Cojo la cucharilla para pescar la galleta invisible del fondo
del vaso.
—Quiero que te vayas.
—Mujer…
—No quiero verte más. Estoy cansada, cansada de las mentiras, de que te pases las noches fuera de casa, de todo. Estoy cansada, cansada. —Ella le da la espalda, cruza los brazos y mira al suelo. Cerrando los ojos, aprieta los dientes como si le hubiesen dado una patada en la espinilla.
….

Ya estamos viejos para esto


—Dejémoslo —se mostró conciliador el Doctor N.
—Sí, claro. También recuerdo aquella vez, en El Cairo, con la banda de asesinos saca ojos, o en Rusia, con aquel caníbal de las nieves.
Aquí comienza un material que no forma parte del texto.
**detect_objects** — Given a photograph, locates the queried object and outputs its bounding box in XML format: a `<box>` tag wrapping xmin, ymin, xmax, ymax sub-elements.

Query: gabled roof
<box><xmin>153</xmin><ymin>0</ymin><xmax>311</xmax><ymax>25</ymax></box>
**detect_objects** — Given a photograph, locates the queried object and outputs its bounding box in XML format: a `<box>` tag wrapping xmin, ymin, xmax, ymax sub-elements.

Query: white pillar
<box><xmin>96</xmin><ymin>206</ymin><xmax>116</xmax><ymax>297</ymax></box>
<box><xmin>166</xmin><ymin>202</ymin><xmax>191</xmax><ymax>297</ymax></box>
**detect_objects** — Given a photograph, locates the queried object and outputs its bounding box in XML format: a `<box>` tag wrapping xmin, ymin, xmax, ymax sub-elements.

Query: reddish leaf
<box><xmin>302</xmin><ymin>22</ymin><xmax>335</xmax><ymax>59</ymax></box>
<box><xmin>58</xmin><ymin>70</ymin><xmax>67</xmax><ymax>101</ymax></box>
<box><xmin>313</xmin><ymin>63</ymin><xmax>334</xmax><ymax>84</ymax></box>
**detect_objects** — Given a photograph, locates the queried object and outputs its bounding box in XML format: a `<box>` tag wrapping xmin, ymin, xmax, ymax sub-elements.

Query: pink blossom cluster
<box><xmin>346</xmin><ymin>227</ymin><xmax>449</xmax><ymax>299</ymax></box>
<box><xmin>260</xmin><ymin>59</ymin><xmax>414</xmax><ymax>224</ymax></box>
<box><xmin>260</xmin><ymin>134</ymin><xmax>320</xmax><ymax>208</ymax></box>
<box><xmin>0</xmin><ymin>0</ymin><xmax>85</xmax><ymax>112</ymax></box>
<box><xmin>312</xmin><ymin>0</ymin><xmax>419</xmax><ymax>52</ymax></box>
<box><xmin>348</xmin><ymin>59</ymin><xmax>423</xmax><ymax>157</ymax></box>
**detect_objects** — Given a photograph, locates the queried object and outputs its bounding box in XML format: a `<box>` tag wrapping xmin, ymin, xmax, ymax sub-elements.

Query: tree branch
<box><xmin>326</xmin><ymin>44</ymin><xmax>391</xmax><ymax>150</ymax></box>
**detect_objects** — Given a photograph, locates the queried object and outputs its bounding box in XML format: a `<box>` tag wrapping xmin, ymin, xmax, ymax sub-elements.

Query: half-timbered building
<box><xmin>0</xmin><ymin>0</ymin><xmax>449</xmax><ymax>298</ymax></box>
—Vamos, vamos, de eso hace años. No sea rencoroso, al fin y al cabo eran sólo negocios.
—Naturalmente. Dígaselo a mi terapeuta. Desde el incidente de Nepal no consigo dormir como Dios manda. Me asaltan las caras de las gemelas descuartizadoras y me despierto entre sudores fríos.
—Ah, las maravillosas gemelas. Se enamoraron del mismo hombre. El pobre individuo terminó en dos mitades. Después de eso la relación entre ellas se malogró. Una trabaja ahora como cirujano en un importante hospital, la otra montó un restaurante donde sirve las mejores chuletas del viejo continente. Antes de que se marche le daré la dirección.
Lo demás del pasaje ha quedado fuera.